How should Wales project itself on the world stage?

As the Welsh rugby team compete for a place in the world cup final in Yokohama – with Japanese and Welsh fans singing ‘Hen Wlad Fy Nhadau’ and ‘Calon Lan’ in support – an event on Monday will consider how Wales should project itself on the world stage, and make better use of its soft power.

Coinciding with the development of the Welsh Government’s International Strategy, the Learned Society of Wales’s Wales and the World series of events aims to expand the discussion and deepen our understanding of Wales’s soft power. This is particularly important when the nation’s post-Brexit position is unclear.

Soft power, defined by Professor Joe Nye as the “power of attraction”, represents a powerful tool for a small nation such as Wales. Sport, education, heritage and culture are a means of influencing others, and of raising the profile of activities which have wide ranging benefits to Wales, both within and outside our nation.

In a video message for the event, Professor Nye reminds us that the fall of the Berlin Wall nearly thirty years ago is an example of the historic impact of soft power, as it was brought down by those people behind the Iron Curtain whose minds had been changed by the ‘soft power’ of the west:

“A country’s soft power depends not only on the actions of the government, but on the attraction of its civil society […] individuals also have soft power. Many of our interactions involve persuading others.”

A broad range of stakeholders will be represented at the event, including cultural organisations, the third sector, universities and colleges, and government.

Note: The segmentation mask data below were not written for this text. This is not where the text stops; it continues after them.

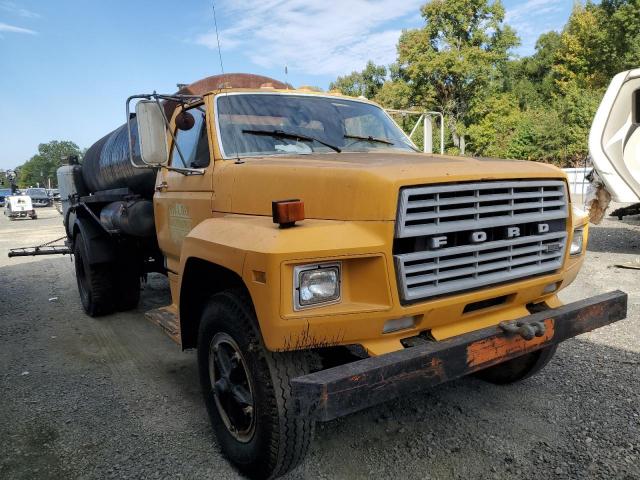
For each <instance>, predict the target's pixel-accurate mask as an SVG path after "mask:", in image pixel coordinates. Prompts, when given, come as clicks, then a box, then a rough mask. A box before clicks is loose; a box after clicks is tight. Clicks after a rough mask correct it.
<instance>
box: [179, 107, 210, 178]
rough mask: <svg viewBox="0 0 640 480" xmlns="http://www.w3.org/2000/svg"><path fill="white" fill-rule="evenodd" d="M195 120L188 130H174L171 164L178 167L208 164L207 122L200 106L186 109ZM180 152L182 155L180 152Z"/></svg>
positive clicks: (206, 164) (201, 165)
mask: <svg viewBox="0 0 640 480" xmlns="http://www.w3.org/2000/svg"><path fill="white" fill-rule="evenodd" d="M187 111H188V112H189V113H190V114H191V115H193V118H194V120H195V123H194V125H193V127H192V128H190V129H189V130H179V129H177V128H176V130H175V133H174V135H175V138H176V140H175V142H174V144H173V149H172V151H171V166H172V167H178V168H204V167H207V166H209V160H210V155H209V140H208V138H207V122H206V121H205V113H204V110H202V107H195V108H192V109H190V110H187ZM178 150H179V151H180V153H182V157H181V156H180V153H178Z"/></svg>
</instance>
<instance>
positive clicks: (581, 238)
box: [569, 227, 584, 255]
mask: <svg viewBox="0 0 640 480" xmlns="http://www.w3.org/2000/svg"><path fill="white" fill-rule="evenodd" d="M583 243H584V230H583V229H582V227H580V228H576V229H575V230H574V231H573V240H571V248H570V249H569V255H580V254H581V253H582V246H583V245H582V244H583Z"/></svg>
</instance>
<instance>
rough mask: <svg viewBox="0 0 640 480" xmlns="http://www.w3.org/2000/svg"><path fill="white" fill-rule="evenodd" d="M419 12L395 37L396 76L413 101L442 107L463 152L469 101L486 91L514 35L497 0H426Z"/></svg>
mask: <svg viewBox="0 0 640 480" xmlns="http://www.w3.org/2000/svg"><path fill="white" fill-rule="evenodd" d="M421 13H422V17H423V18H424V19H425V26H424V27H423V28H421V29H417V30H408V31H405V32H404V33H403V34H402V35H401V37H400V42H399V45H398V61H399V65H400V69H401V72H402V76H403V77H405V79H406V80H407V82H408V83H409V84H410V85H411V87H412V89H413V99H414V101H415V102H416V103H417V104H419V105H420V106H422V107H425V108H430V109H432V108H435V109H437V110H439V111H441V112H443V113H444V115H445V117H446V118H447V123H448V126H449V128H450V130H451V133H452V135H453V137H454V143H455V144H456V145H457V146H458V147H459V149H460V152H461V153H463V154H464V151H465V135H466V130H467V128H468V127H469V126H470V122H471V118H470V105H471V101H472V100H473V99H478V98H479V97H481V96H484V95H485V94H486V93H487V89H488V87H489V86H490V85H491V83H492V82H493V81H495V80H496V79H497V78H498V77H499V76H500V71H501V69H502V68H503V67H504V65H505V64H506V62H507V60H508V58H509V50H510V49H511V48H512V47H515V46H516V45H518V43H519V41H518V38H517V36H516V34H515V32H514V31H513V29H511V27H509V26H507V25H505V24H504V14H505V12H504V7H503V6H502V4H501V3H500V1H499V0H496V1H495V2H493V3H489V2H488V0H431V1H430V2H428V3H427V4H426V5H424V6H423V7H422V10H421Z"/></svg>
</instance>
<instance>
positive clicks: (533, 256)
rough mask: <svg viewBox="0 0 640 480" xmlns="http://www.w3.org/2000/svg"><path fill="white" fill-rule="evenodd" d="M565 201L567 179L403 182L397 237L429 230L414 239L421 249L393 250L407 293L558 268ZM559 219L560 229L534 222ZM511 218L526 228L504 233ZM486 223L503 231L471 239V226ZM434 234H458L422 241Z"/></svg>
mask: <svg viewBox="0 0 640 480" xmlns="http://www.w3.org/2000/svg"><path fill="white" fill-rule="evenodd" d="M567 208H568V207H567V196H566V187H565V183H564V181H562V180H525V181H511V180H509V181H504V182H499V181H488V182H476V183H466V184H464V183H463V184H444V185H433V186H426V187H415V188H404V189H402V190H401V192H400V201H399V212H398V220H397V224H396V238H398V239H406V240H405V241H412V240H411V238H412V237H420V238H422V237H424V238H425V240H424V241H423V242H422V243H416V245H423V247H421V250H420V251H413V252H406V253H399V254H396V255H394V258H395V263H396V270H397V275H398V280H399V286H400V293H401V296H402V299H403V300H404V301H414V300H419V299H424V298H429V297H433V296H439V295H444V294H452V293H456V292H460V291H465V290H470V289H475V288H483V287H485V286H487V285H491V284H495V283H502V282H504V281H509V280H515V279H521V278H526V277H529V276H532V275H539V274H543V273H551V272H554V271H556V270H557V269H558V268H560V266H561V265H562V261H563V258H564V255H565V251H566V243H567V232H566V219H567V217H568V211H567ZM563 220H564V221H563ZM554 221H555V222H556V223H552V225H554V231H551V232H549V233H542V234H540V233H536V232H537V231H536V230H534V227H537V226H538V225H539V224H540V223H541V222H554ZM558 222H560V223H558ZM509 226H511V227H512V226H519V228H520V227H522V228H523V232H526V233H523V235H522V236H518V237H515V238H500V236H501V235H504V236H506V234H505V233H504V231H505V230H506V229H505V228H503V227H509ZM485 230H486V231H492V232H494V233H493V234H492V235H493V236H492V237H491V238H497V239H496V240H490V241H484V242H482V243H471V240H470V235H471V233H472V232H477V231H485ZM465 232H466V233H465ZM496 232H498V233H496ZM499 232H502V233H499ZM467 234H468V235H467ZM436 235H437V236H443V237H444V238H449V237H448V235H450V236H455V235H458V237H456V238H457V240H456V242H454V244H453V245H452V246H450V245H449V244H446V245H445V247H443V248H438V247H426V246H424V245H427V243H425V242H426V241H427V240H428V239H429V238H432V237H433V236H436ZM465 235H467V236H465ZM460 239H462V241H461V240H460ZM465 239H466V240H465ZM416 248H417V247H416ZM427 248H431V249H427Z"/></svg>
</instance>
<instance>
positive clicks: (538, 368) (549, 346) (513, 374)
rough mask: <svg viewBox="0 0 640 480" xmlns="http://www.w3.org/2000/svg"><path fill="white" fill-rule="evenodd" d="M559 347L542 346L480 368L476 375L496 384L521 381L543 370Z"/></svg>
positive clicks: (497, 384) (551, 358) (475, 374)
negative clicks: (502, 362)
mask: <svg viewBox="0 0 640 480" xmlns="http://www.w3.org/2000/svg"><path fill="white" fill-rule="evenodd" d="M557 348H558V346H557V345H551V346H549V347H545V348H541V349H540V350H536V351H535V352H531V353H527V354H525V355H522V356H520V357H516V358H514V359H512V360H508V361H506V362H503V363H499V364H498V365H494V366H493V367H489V368H485V369H484V370H480V371H479V372H476V373H475V376H476V377H478V378H480V379H481V380H485V381H487V382H490V383H495V384H496V385H507V384H509V383H515V382H519V381H520V380H524V379H526V378H529V377H531V376H533V375H535V374H536V373H538V372H539V371H540V370H542V369H543V368H544V367H545V366H546V365H547V363H549V361H550V360H551V359H552V358H553V355H554V354H555V353H556V349H557Z"/></svg>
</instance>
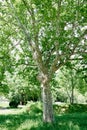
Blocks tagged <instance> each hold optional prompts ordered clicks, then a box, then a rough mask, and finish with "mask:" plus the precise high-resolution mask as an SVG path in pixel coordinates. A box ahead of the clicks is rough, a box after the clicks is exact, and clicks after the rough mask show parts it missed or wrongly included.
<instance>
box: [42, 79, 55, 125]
mask: <svg viewBox="0 0 87 130" xmlns="http://www.w3.org/2000/svg"><path fill="white" fill-rule="evenodd" d="M41 87H42V100H43V121H44V122H51V123H52V122H54V117H53V105H52V93H51V87H50V83H49V81H48V80H46V79H45V80H43V81H42V84H41Z"/></svg>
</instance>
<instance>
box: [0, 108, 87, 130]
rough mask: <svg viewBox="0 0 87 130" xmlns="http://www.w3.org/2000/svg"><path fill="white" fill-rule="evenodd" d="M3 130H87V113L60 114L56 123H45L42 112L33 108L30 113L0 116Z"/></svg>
mask: <svg viewBox="0 0 87 130" xmlns="http://www.w3.org/2000/svg"><path fill="white" fill-rule="evenodd" d="M0 129H2V130H87V113H71V114H69V113H66V114H60V115H59V114H58V115H57V116H56V117H55V123H54V124H50V123H48V124H47V123H43V122H42V111H40V110H39V109H36V108H34V107H32V111H30V113H28V112H25V113H21V114H14V115H13V114H12V115H11V114H8V115H0Z"/></svg>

The Minister for International Relations and the Welsh Language, Eluned Morgan, will speak at the event. She said: 

“It is more important than ever for us to do all that we can to promote Wales overseas. This means using every asset as our disposal. Over the past few weeks we have seen how soft power can help promote Wales on the world stage. Our language, our creativity, our culture and of course our love of rugby have captured the imagination of Japan in an unprecedented way. Partners in Wales and overseas have a key role to play and we achieve more when we work together.  This event provides a timely opportunity to explore how we can further maximise the benefits that soft power presents for Wales in an evolving and challenging political and economic context.”  

President and Vice-Chancellor of Cardiff Metropolitan University Professor Cara Aitchison said,

“I am delighted that Cardiff Metropolitan University is hosting this first event in the Learned Society of Wales’ timely series on Soft Power Strategies for Wales and it is a great pleasure and honour to welcome speakers and guests to our university today.  The influence of Soft Power in a global context cannot be overstated and the role of higher education in Wales is significant in achieving impact. 

“Our teaching, research, innovation and wider activities are already deeply embedded with the values and behaviours associated with cultural diplomacy. Cardiff Metropolitan is one of the UK’s most internationalised universities with students from 140 countries including over 9,000 students studying Cardiff Metropolitan degrees at our partner institutions in Bahrain, Bangladesh, Bulgaria, China, Cyprus, Greece, Egypt, Ethiopia, India, Lebanon, Malaysia, Morocco, Nepal, Oman, Vietnam, Singapore and Sri Lanka.

“Our staff, students and alumni make a significant contribution to cultural diplomacy, not just through education and research but through sport performance, art and design practice and tourism research. Our Olympians, European and World Champions, along with our world-renowned award winning artists and designers, are cultural ambassadors for Wales who, through their international mobility and engagement, represent a powerful resource for Wales in the wider world.”

Discussions on the day will aim to offer practical suggestions to develop Wales’s international profile, and will reflect on:

  • What is soft power, and how and why is it relevant to Wales?
  • How is Wales’ soft power boosted or constrained by its position within the UK?
  • To what extent does Wales make the most of its ‘brand’ and ‘soft power’ resources?
  • How do we unlock this potential for the benefit of the people, the culture and the economy of Wales?

Speakers will include:

  • Eluned Morgan AM, Minister for International Relations and the Welsh Language
  • Professor Karen Smith, Professor of International Relations, London School of Economics
  • Paul Brummel, Head of Soft Power and External Affairs, the Foreign and Commonwealth Office
  • Imants Liegis, Latvia’s Ambassador to France
  • Peter Florence, Hay Festival
  • Rob Humphreys, Chair of British Council Wales Advisory Board
  • Susie Ventris-Field, Chief Executive, Welsh Centre for International Affairs
  • Owen Hathway, Sport Wales

The series of events is supported by the Welsh Government.